TRC Capital's mini-tender offer irritates a flustered Biogen
TRC Capital’s trademark mini-tender offer strategy has peeved an anemic Biogen, which is still licking its wounds following the catastrophic failure of its Alzheimer’s drug aducanumab.
On Monday, Biogen said it had learned that TRC has sought to purchase up to 500,000 shares of Biogen’s stock at a price of $216.25 per share in cash, which is a discount of 4.41% to the closing price of the drugmaker’s shares on May 10 — the last business day prior to the commencement of the offer.
“Biogen does not endorse TRC Capital’s unsolicited mini-tender offer and recommends that stockholders do not tender their shares in response to TRC Capital’s offer…,” the company said in a statement, urging its shareholders to exercise caution.
Investors tend to flock to tender offers because they provide the rare prospect of selling securities at a premium above market price. However, mini-tender offers – for less than 5% of a company’s stock — can catch the unseasoned investor by surprise, as they may assume that the price offered includes the premium usually present in larger tender offers.
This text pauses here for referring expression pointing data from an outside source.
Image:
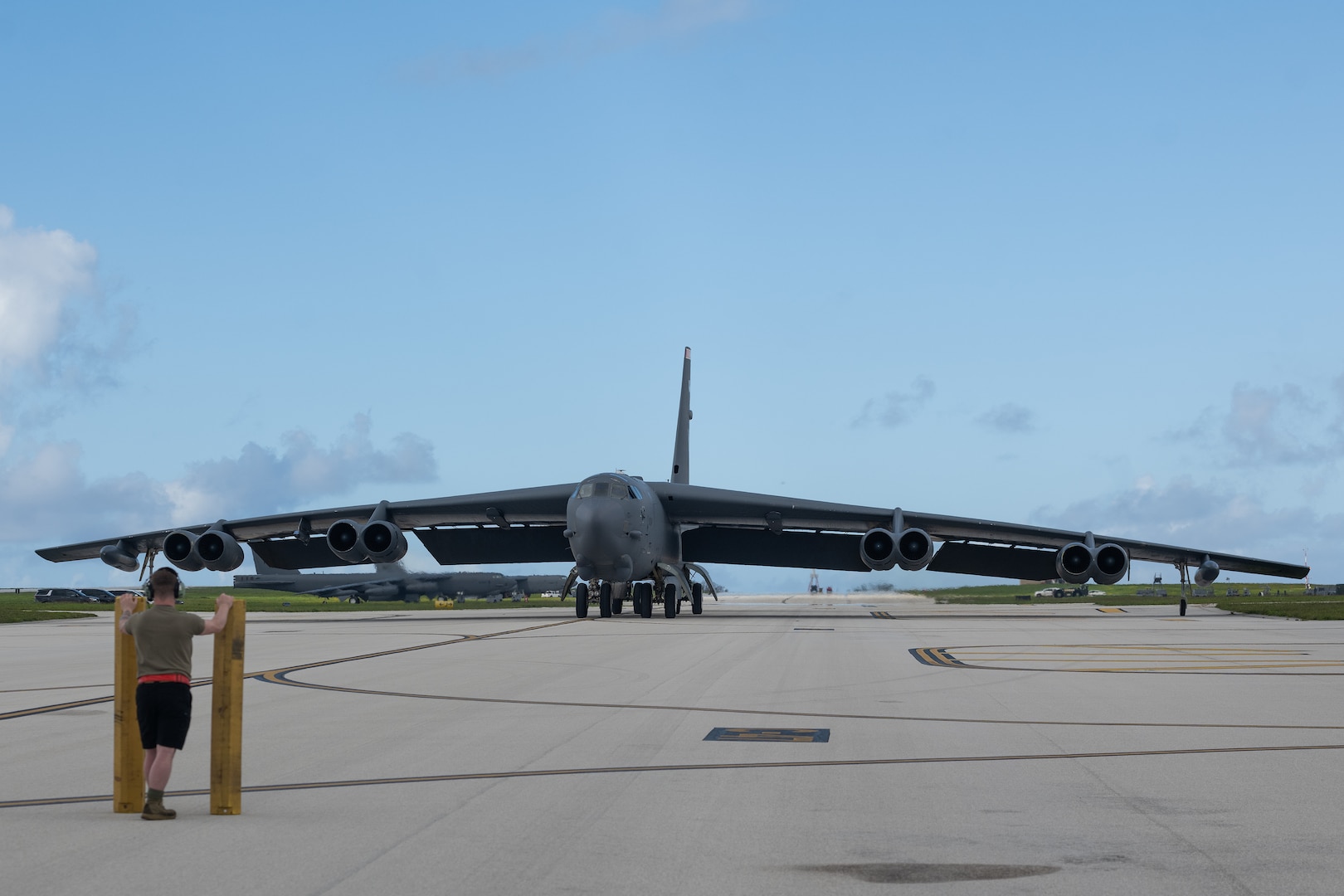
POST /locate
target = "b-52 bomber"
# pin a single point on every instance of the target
(650, 539)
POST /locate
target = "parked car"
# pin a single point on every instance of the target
(62, 596)
(101, 596)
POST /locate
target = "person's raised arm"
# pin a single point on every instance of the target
(217, 622)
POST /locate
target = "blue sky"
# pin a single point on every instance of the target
(1064, 264)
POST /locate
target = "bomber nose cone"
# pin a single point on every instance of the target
(596, 524)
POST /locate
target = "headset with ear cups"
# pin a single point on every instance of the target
(177, 585)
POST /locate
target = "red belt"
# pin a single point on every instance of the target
(171, 676)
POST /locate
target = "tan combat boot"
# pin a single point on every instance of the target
(155, 811)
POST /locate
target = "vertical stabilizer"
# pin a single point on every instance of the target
(682, 449)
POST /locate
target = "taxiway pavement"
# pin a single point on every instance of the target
(1036, 748)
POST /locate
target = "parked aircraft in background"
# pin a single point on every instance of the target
(626, 533)
(392, 582)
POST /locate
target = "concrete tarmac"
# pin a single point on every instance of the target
(1034, 748)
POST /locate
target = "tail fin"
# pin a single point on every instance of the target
(682, 448)
(262, 567)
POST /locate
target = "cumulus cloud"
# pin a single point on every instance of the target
(47, 499)
(262, 480)
(1272, 425)
(616, 32)
(897, 407)
(1211, 516)
(1008, 418)
(42, 273)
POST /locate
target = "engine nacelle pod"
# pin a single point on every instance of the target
(219, 551)
(1074, 563)
(878, 550)
(180, 550)
(1110, 563)
(916, 550)
(382, 542)
(1205, 574)
(343, 539)
(121, 555)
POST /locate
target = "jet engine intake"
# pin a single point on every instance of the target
(343, 539)
(878, 550)
(382, 542)
(1110, 563)
(1205, 574)
(219, 551)
(1103, 564)
(180, 550)
(121, 555)
(916, 550)
(1074, 563)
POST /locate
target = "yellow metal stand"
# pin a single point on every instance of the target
(128, 757)
(226, 730)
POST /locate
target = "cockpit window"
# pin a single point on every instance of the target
(606, 489)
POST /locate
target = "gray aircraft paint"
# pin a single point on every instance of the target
(392, 582)
(661, 531)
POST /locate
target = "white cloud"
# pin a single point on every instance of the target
(42, 271)
(1008, 418)
(262, 480)
(897, 407)
(616, 32)
(1210, 516)
(47, 499)
(1273, 426)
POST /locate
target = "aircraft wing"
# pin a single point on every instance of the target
(519, 525)
(763, 529)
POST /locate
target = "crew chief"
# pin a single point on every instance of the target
(163, 663)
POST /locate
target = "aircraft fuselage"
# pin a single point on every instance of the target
(619, 529)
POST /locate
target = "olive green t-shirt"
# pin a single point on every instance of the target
(163, 640)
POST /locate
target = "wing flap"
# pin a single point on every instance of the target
(758, 547)
(1001, 563)
(292, 553)
(514, 544)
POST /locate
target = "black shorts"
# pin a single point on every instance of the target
(164, 712)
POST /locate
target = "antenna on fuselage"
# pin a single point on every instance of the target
(682, 448)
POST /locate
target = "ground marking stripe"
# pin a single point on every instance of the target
(786, 713)
(715, 766)
(465, 638)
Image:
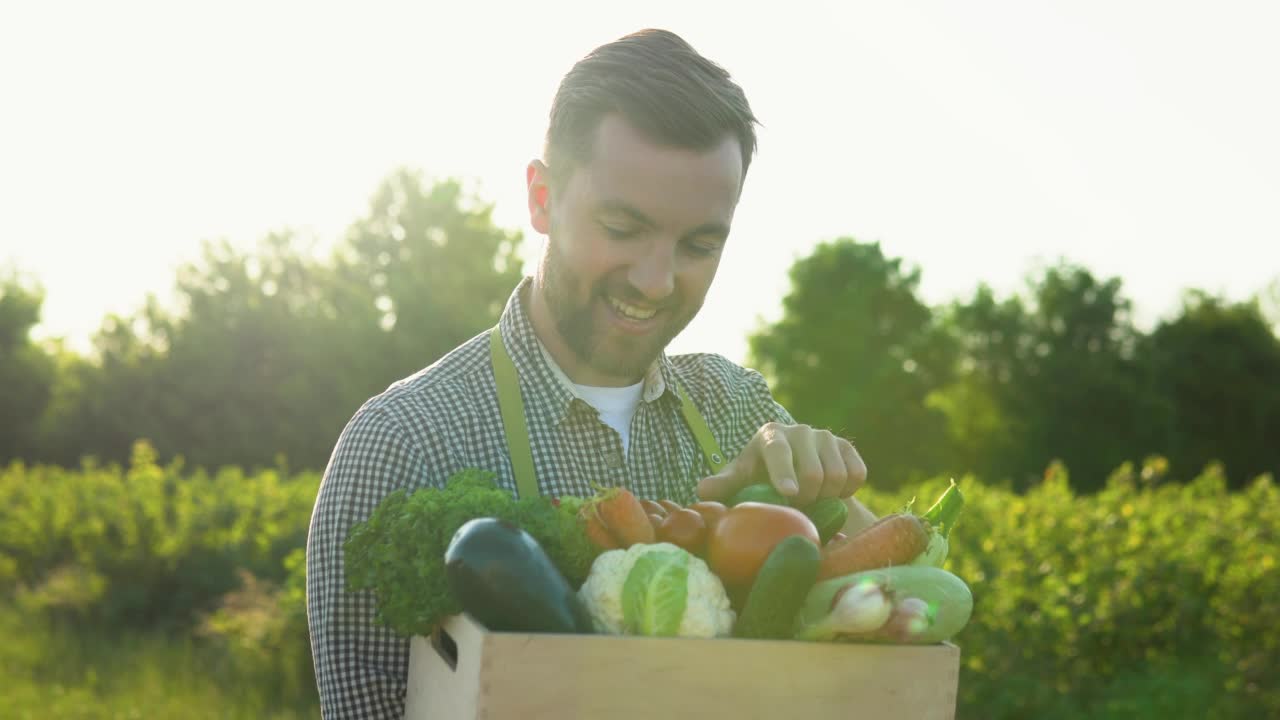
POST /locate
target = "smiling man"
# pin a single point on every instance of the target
(647, 153)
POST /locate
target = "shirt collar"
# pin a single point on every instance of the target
(553, 392)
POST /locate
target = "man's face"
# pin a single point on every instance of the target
(634, 241)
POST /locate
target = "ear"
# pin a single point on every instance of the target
(538, 180)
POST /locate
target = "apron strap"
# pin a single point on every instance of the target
(512, 417)
(517, 433)
(703, 433)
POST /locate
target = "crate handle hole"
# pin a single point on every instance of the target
(446, 647)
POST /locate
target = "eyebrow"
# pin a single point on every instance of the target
(713, 228)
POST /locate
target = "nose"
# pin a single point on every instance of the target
(654, 272)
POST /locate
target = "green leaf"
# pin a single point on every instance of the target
(656, 592)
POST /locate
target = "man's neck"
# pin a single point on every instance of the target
(574, 368)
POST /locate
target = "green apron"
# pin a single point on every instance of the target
(517, 433)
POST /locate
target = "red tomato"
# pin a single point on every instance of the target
(685, 528)
(748, 533)
(711, 511)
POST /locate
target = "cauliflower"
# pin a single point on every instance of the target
(656, 589)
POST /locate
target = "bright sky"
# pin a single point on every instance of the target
(974, 140)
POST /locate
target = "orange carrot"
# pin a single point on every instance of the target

Eventually, they learn that they cannot withdraw from the offer and may end up selling their shares at below-market prices.
Another pertinent difference is that mini-tender offers typically do not provide the same disclosure and procedural protections as traditional tender offers.
“With most mini-tender offers, investors typically feel pressured to tender their shares quickly without having solid information about the offer or the people behind it. And they’ve been shocked to learn that they generally cannot withdraw from mini-tender offers,” the SEC has warned.
For TRC, their trademark strategy is winning, as it allows them to aggressively pursue a ‘buy low, sell high’ scheme. They launch the mini-tender offer and then have the opportunity of selling any shares tendered to pocket the difference.
Just this year, they have various mini-tender offers across the industry, triggering the ire of companies such as PepsiCo, Visa, Northrop Grumman and DXC Technology. TRC has also made a number of such offers in the past within the field of biopharma, to companies including Pfizer, Alexion and Ionis.
TRC’s Biogen offer — scheduled to expire on June 12 — constitutes 0.26% of Biogen shares outstanding, as of the May 13.
But the Cambridge, Massachusetts-based drugmaker $BIIB has bigger problems on its plate. The bellwether biotech — ahead of the competition for its flagship SMA treatment Spinraza — has beefed up its board in recent months to placate its increasingly disenchanted shareholder base that has seen the company cultivate its late-stage pipeline around the all-but-dead amyloid beta approach. Its critics are less worried about the board, and more interested in M&A, given the company’s parched pipeline and the potential for stagnant long-term growth.